Olhei no rótulo, mas vi escrito “prebióticos” ou “pós-bióticos”. São a mesma coisa?
Não, não são, apesar de todos estes termos estarem relacionados. Os probióticos são os micro-organismos, principalmente bactérias e fungos, que desempenham um papel benéfico em nosso organismo. Enquanto os prebióticos são as substâncias que estes micro-organismos utilizam como fonte de energia para crescerem, ou seja, são o seu alimento. Alguns representantes destas substâncias são os açúcares como o xilitol, a ramnose e os polímeros conhecidos como frutooligossacarídeos (FOS). Estes ingredientes podem estar presentes nos seus cosméticos justamente para alimentar a sua microbiota cutânea natural.
Já os pós-bióticos são as substâncias liberadas pelos probióticos, ou seja, são os produtos do seu metabolismo – enzimas, ácidos orgânicos, peptídeos e polissacarídeos, os quais também atuam no reforço da barreira cutânea. Utilizar cremes com pós-bióticos apresentam um efeito similar a estimular o aumento da população de probióticos na pele, pois os micro-organismos acabariam produzindo estas substâncias.
Os desafios adiante da indústria de cosméticos probióticos
Formular cremes que contenham probióticos ativos ainda é o grande entrave para que esses produtos finalmente entrem no mercado. Para que um produto seja considerado probiótico, ele deve conter um certo número de células viáveis destas bactérias e fungos benéficos, que sejam capazes de sobreviver aos processos de produção e estocagem do produto, até o uso pelo consumidor.
No entanto, é preciso garantir também que outras bactérias indesejáveis não se multipliquem na matriz cosmética, o que geralmente é feito adicionando-se conservantes como o BHT (di-terc-butil metil fenol ou hidroxitolueno butilado) nas formulações. Porém, esses conservantes não são seletivos: eles acabam por matar tanto as bactérias deteriorantes como os probióticos.
Assim, o desenvolvimento de tecnologias que protejam os probióticos é um fator-chave para seu desenvolvimento – a microencapsulação pode ser uma boa possibilidade. Formulações contendo prebióticos ou pós-bióticos já são mais comuns, pela maior facilidade de estabilizar esses componentes na matriz dos cremes.

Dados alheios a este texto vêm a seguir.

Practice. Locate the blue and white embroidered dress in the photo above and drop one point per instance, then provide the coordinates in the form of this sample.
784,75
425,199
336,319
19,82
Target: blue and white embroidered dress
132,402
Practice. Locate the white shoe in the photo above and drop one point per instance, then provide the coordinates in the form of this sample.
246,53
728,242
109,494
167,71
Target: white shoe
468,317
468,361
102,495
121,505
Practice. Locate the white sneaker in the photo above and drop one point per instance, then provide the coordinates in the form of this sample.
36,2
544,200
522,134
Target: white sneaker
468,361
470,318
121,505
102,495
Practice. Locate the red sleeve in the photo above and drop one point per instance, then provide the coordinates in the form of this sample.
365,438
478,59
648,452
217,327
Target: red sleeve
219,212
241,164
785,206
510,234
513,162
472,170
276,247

Dicas para você manter um microbioma da pele saudável:
- Faça o consumo de fontes ricas em probióticos;
- Cuide bem da sua saúde intestinal;
- Evite esfoliações muito intensas;
- Utilize sabonetes que não agridem a pele e possuem pH balanceado;
- Converse com seu dermatologista sobre a possibilidade de introduzir cosméticos que contenham pre-, pro- ou pós-bióticos em sua rotina de cuidados com a pele.

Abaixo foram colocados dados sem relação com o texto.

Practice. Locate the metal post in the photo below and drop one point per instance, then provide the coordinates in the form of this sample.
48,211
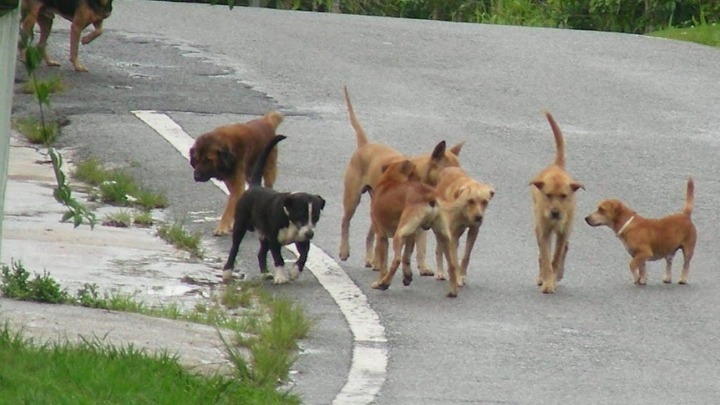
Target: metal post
9,25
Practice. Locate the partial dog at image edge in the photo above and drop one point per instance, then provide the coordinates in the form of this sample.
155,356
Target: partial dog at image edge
278,218
553,196
80,13
648,239
463,201
228,153
362,174
401,207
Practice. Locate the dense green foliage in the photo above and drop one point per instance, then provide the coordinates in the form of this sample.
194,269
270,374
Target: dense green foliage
633,16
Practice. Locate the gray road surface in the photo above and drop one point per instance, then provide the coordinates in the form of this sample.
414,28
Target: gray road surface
639,115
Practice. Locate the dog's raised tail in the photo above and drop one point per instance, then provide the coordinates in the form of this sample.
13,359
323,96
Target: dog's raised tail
359,131
689,197
259,168
559,141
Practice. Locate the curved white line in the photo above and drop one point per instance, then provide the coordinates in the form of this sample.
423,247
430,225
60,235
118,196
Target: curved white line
369,362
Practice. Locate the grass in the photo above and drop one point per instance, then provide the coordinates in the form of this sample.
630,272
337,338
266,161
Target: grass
706,34
117,187
52,84
94,373
35,132
176,234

Já fez seu skincare hoje? Já tomou seu colágeno hoje? Aliás, será que tomar colágeno realmente traz algum benefício para a pele ou é mais uma jogada de marketing para você comprar produtos caros e ineficazes? Bom, essa polêmica a gente deixa para um outro texto! 😉
Referências:
Forbes. Disponível em <https://www.forbes.com/sites/nomanazish/2019/03/30/why-probiotic-skin-care-is-worth-the-hype-according-to-experts/#894d2b11aa1c>. Acesso em 17/05/2020.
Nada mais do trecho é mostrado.